Иллюзию этого гигантского «прямого эфира» Вайль доводит до предела, когда заставляет зрительный зал участвовать в вынесении приговора Оресту. Первые ряды партера, наподобие присяжных заседателей, вольны сами решить его судьбу, проголосовав камешком «за» или «против» его вины. Собранные камни высыпают на сцену горками и подсчитывают на глазах у зрителя. На том спектакле, что видела я, публика, в отличие от богов, Ореста помиловать отказалась. Вполне допускаю, что на других спектаклях бывает иначе, и публика встречается «добрее», и приговор выходит «мягче». Но Вайлю, по-моему, важно было не это. Поэтому он так свободно вовлек зрителя в спектакль и позволил ему взглянуть на себя в зеркале сцены. Окончательный и неутешительный диагноз миру Вайль ставит в финале сам. Он «договаривает» трагедию, заостряет ее смысл, открытый финал меняет на жирную точку, утверждая, что мир со времен Эсхила ничуть не изменился, все так же человечество ходит по кругу, молится не тем богам, живет, как в дурном сне, и никогда не делает работы над ошибками.

Марк Вайль был режиссером – и, уж тем более, человеком – очень жестким: умным, трезвым, практичным, властным. Обольщался мало, людей видел насквозь – издержки режиссерской профессии. Как всякий талантливый человек, обладал безошибочным чутьем и предчувствием. Если уж он верил во что-то, в чем-то бывал уверен, то шел напролом (иногда вопреки запретам власти, иногда вопреки советам друзей), формулировал свою мысль – и в разговоре, и в очередном спектакле – определенно и недвусмысленно. Свой выбор в отличие от колеблющегося мальчика Ореста он сделал давно, еще в 1976 году, когда родился «Ильхом». Когда в 1970-х он ставил «Мещанскую свадьбу» и «Утиную охоту», а в 1980-х – «Магомеда» и «Сцены у фонтана»,  в 1990-х – «Кломадеуса» и «Квартал Тортилья-флет», «Белый мерседес» и «Белый черный аист», а в следующем десятилетии – «Подражание Корану», «Радение с гранатом», «Орестею»… Когда делал то, что хотел делать, и то, что считал нужным.

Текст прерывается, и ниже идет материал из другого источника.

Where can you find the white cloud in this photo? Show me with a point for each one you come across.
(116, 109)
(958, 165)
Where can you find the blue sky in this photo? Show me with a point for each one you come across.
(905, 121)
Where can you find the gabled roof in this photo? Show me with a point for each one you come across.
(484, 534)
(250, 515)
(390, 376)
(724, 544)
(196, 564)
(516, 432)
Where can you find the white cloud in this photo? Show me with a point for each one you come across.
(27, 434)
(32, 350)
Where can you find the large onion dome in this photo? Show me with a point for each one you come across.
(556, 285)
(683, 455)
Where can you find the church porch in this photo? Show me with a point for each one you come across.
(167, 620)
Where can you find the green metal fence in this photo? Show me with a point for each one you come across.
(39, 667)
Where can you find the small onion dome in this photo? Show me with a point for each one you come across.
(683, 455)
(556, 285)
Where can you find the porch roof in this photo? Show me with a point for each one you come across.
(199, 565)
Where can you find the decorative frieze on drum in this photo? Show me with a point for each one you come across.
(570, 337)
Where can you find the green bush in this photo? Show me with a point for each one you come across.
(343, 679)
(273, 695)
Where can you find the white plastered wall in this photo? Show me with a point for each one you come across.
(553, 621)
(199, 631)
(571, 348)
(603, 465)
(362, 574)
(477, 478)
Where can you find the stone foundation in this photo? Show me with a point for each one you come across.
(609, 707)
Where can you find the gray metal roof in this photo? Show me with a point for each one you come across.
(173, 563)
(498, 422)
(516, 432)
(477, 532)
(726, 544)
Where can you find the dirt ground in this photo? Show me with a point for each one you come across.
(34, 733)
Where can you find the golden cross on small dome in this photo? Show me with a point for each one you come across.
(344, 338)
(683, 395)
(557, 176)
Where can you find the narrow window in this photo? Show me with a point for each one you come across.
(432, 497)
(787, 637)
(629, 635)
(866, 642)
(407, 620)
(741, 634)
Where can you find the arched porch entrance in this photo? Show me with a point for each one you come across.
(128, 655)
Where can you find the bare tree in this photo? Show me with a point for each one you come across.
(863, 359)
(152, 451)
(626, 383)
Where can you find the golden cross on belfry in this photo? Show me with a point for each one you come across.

Вайлевская «Орестея» заканчивается праздником. Ликующая толпа горожан  покидает сцену, волоча за собой разноцветные шары и бесконечные алые полотнища транспарантов. Когда за толпой захлопывается дверь, зритель к великому своему изумлению видит на сцене мертвое тело Ореста, еще недавно ею спасенного. Убийства не прекратились. Человечество отправилось дальше, по новому кругу мести. Все 9 экранов взрываются снопами салютов, а над мертвым телом тихо скулит Пилад.
Несмотря на свой собственный приговор Оресту, Вайль этим финалом, как мне показалось, все-таки предложил миру мир (вот, что будет; вот чем кончится, если не остановиться), решил объявить всеобщее перемирие. Но мир ответил ему «как в жизни».

Премьеру «Орестеи» сыграли на следующий день после убийства Марка, зарезанного ножом в своем подъезде. Как представишь себе это «случайное совпадение», эти «предлагаемые обстоятельства», становится страшно за его осиротевших артистов. И два года спустя, в Москве, на ильхомовских гастролях, в этот момент защемило сердце.